Calcific aortic valve stenosis (CAVS) is a continuous global progressive disease that causes stenosis and contraction of the left ventricular outflow tract in the later stage of the disease, causing destructive damage to the heart that affects hemodynamics [1]. Several epidemiological studies have shown that 2.8% of the elderly (over 75 years old) have varying degrees of CAVS, and as many as 25% of the community population over 65 years old have risk factors for valve sclerosis. Older men, high triglyceride levels, smoking time limit, and early aortic valve replacement have been determined to be associated with the progression of CAVS [2]. A calcified aortic valve often leads to aortic valve stenosis.
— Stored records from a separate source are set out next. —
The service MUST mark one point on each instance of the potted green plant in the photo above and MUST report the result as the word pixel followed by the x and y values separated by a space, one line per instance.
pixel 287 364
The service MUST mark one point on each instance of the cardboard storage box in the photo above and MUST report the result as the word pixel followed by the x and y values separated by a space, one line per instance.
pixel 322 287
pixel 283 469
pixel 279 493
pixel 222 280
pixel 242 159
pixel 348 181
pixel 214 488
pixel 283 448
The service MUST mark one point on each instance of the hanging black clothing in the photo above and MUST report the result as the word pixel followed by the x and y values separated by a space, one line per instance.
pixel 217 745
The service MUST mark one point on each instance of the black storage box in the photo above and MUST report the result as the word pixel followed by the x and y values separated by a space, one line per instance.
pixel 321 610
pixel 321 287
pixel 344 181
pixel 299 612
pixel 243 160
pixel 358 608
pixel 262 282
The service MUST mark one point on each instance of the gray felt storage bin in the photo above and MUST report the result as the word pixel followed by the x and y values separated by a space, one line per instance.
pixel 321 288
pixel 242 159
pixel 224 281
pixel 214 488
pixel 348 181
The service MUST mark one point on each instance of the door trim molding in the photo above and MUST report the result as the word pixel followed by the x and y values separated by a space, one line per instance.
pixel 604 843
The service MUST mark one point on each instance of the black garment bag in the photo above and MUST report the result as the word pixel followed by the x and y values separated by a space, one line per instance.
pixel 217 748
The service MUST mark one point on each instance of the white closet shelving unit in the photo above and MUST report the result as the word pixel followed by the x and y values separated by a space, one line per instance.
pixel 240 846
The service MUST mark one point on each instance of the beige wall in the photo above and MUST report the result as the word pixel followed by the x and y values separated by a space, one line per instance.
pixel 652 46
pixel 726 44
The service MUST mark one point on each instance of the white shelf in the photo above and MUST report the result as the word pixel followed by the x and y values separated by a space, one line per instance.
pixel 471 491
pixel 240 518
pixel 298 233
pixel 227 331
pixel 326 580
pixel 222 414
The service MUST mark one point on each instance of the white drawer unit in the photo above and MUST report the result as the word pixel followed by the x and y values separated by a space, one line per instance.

Inflammatory cell infiltration, lipid accumulation, and tissue fibrosis play a leading role in the initial stage of the mechanism of CAVS [3]. Therefore, exploring the pathophysiological process of CAVS is essential for the diagnosis and treatment of this complex disease with a poor prognosis.
The immune and inflammatory response is a key link in the pathological process of CAVS [4]. A variety of inflammatory markers such as Toll-like receptor (TLR), interleukin-37, interleukin-6, transforming growth factor-β1 are closely related to aortic valve stenosis caused by calcified aortic valve Related [5,6]. Amyloid P Component Serum (APCS), Heat Shock Protein 90 (HSP90), Protein Disulfide Isomerase Family A Member 3 (PDIA3), Annexin A2 (ANXA2), Toll Like Receptor 7 (TLR7) and other immune-related genes (IRGs) also suggest that they have therapeutic effects in the process of CAVS fibrosis [7,8]. Immune cell infiltration is also closely related to CAVS. CD8 T lymphocytes, macrophages, and regulatory T lymphocytes (Tregs) appear in the pathophysiological process of CAVS [9,10,11]. In addition, statin anti-inflammatory therapy affects CAVS and maybe a drug target for the prevention of related diseases [12,13].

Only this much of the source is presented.